17 Der erkennende Einzelrichter war daher für die Entscheidung über die Beschwerde des Erstrevisionswerbers nicht zuständig.

Zur Zweitrevisionswerberin

18 Gemäß § 24 Abs. 3 Z 2 (der bei Einlangen der Beschwerde der Zweitrevisionswerberin maßgeblichen) Geschäftsverteilung des BVwG für das Jahr 2018 in der Fassung vom 19. März 2018 (GV BVwG 2018) liegt eine Annexsache (Annexität) unter anderem vor, wenn sich eine Rechtssache nach dem AsylG 2005 auf ein Familienmitglied einer Person bezieht, auf die sich ein anderes anhängiges Verfahren nach dem AsylG 2005 bezieht (Bezugsperson).
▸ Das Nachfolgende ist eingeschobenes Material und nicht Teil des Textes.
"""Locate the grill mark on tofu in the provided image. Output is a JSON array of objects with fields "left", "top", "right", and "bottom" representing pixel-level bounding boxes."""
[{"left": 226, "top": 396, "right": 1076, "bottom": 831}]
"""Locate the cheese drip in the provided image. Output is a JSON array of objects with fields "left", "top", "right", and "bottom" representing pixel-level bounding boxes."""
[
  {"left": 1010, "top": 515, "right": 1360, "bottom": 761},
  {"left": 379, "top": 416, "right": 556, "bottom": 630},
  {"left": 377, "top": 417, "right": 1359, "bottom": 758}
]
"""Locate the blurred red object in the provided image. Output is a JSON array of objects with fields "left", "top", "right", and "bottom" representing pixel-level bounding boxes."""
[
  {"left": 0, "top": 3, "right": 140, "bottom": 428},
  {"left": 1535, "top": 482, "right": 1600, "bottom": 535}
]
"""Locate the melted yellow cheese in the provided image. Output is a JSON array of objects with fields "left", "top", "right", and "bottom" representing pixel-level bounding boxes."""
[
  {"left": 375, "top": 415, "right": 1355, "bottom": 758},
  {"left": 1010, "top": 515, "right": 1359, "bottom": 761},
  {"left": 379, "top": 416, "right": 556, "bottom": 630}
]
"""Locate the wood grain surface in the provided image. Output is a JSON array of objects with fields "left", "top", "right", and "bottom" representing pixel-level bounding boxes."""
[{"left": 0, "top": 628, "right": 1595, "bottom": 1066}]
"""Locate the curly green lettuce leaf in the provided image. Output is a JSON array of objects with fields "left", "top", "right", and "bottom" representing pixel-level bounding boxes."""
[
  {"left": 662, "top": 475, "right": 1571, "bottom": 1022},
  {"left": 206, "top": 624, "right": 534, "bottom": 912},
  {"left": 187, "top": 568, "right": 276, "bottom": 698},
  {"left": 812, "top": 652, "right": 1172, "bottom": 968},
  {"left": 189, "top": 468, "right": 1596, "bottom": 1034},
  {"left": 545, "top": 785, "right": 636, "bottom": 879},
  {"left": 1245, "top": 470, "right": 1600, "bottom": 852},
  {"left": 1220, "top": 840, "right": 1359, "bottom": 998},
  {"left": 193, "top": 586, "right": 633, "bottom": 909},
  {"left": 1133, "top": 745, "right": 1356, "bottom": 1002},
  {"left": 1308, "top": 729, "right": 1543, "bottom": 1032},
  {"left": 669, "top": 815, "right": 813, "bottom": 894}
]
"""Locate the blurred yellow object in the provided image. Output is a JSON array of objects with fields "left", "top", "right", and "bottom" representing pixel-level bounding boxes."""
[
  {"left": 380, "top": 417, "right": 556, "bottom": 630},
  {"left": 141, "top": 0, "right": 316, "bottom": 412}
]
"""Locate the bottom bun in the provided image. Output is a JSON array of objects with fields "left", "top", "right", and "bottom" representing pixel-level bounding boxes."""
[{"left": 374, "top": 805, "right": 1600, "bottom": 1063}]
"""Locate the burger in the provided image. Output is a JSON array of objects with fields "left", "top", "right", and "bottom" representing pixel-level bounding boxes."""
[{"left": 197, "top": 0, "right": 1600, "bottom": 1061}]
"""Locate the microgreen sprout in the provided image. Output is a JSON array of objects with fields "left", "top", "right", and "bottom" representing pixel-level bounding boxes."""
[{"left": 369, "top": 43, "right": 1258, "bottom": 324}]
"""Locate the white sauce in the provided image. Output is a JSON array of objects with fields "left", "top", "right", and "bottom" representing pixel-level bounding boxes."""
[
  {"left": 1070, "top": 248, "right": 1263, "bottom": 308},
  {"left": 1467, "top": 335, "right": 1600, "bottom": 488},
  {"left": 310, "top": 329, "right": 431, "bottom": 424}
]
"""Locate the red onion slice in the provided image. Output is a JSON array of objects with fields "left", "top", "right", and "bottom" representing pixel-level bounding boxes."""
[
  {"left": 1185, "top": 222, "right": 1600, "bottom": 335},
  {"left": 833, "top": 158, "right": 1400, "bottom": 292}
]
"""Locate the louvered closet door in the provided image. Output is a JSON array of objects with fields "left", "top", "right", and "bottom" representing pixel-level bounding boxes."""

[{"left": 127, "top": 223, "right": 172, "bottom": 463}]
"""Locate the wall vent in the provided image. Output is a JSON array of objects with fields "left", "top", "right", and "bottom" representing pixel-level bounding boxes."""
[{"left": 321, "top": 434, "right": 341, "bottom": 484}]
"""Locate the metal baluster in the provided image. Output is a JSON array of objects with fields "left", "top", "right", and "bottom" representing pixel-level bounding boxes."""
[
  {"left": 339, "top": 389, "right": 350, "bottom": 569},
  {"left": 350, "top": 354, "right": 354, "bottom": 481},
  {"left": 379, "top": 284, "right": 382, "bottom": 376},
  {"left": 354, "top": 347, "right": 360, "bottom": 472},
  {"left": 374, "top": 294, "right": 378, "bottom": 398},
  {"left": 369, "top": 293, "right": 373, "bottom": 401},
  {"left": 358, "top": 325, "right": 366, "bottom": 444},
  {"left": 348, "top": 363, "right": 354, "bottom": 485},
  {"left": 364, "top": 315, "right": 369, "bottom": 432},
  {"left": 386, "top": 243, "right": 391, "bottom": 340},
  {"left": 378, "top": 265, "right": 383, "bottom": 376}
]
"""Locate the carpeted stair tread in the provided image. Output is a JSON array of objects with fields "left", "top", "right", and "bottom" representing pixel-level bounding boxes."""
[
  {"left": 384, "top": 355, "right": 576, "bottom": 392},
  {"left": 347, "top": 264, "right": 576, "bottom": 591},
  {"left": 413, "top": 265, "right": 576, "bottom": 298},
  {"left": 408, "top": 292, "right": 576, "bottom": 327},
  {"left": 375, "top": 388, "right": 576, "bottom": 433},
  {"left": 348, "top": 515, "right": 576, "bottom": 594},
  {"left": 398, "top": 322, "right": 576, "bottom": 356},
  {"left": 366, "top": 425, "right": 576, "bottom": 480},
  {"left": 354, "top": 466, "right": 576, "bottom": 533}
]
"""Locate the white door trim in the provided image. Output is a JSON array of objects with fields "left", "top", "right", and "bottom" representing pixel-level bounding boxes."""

Familienmitglieder in diesem Sinne sind unter anderem die Nachkommen der Bezugsperson (lit. b).

19 Aufgrund der vorliegenden Annexität der Rechtssache der Zweitrevisionswerberin zum Verfahren des Erstrevisionswerbers erfolgte zwar (offenkundig) die Zuteilung zur selben Gerichtsabteilung, bei welcher die Beschwerde des Erstrevisionswerbers bereits anhängig war.

20 Infolge der Unzuständigkeit des erkennenden Einzelrichters für die Entscheidung über die Beschwerde des Erstrevisionswerbers war er auch für die Entscheidung über die Beschwerde der Zweitrevisionswerberin nicht zuständig.

Ergebnis

21 Aus diesen Erwägungen war das angefochtene Erkenntnis gemäß § 42 Abs. 2 Z 2 VwGG wegen Rechtswidrigkeit infolge Unzuständigkeit des Verwaltungsgerichtes aufzuheben.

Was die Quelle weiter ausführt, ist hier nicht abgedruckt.